Microsoft will retain a stake in the new company, to be called Bungie LLC, and will continue to publish future Halo games and other titles.
Analyst Michael Pachter expects Microsoft would have some exclusive rights to new Bungie games. In the $30 billion video game industry, star developers or teams often jump from one game publisher to work where the grass is greener. Faced with losing key talent, Microsoft made sure the split was amicable, Pachter said.
Bungie said it had no immediate plans to develop for Sony’s PlayStation 3 or Nintendo’s Wii. But as it has been phenomenally successful and boosted Xbox sales, Microsoft will keep the rights to the Halo franchise.
Halo 3 tops $300m
Halo 3 racked up worldwide sales of US$300 million in its first week, making it one of the year’s best sellers. The boom also helped double sales of the Xbox 360 console.
The game is crucial to Microsoft’s efforts to establish dominance in the $30 billion global video game industry that has been dominated by Sony in the past few years and more recently by Nintendo’s Wii console.
– In Australia, Microsoft says Halo 3 has so far sold 70,000 units, making it second bestselling Xbox 360 title, and generated a record A$7.5 million in sales.
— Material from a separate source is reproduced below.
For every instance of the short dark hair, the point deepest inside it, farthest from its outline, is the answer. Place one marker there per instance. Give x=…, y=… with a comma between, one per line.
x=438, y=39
Halo 3 accessories (including a “special edition” console) generated more than $2 million.
Xbox 360 hardware sales increased by 55 percent over the week ending September 23, while sales for September were up 158pc over August, making Xbox the top-selling console for September with 31pc market share.
Togther, Xbox 360 hardware, software and accessories brought in more than A$30 million in September, claimed to be half as much again as any other platform.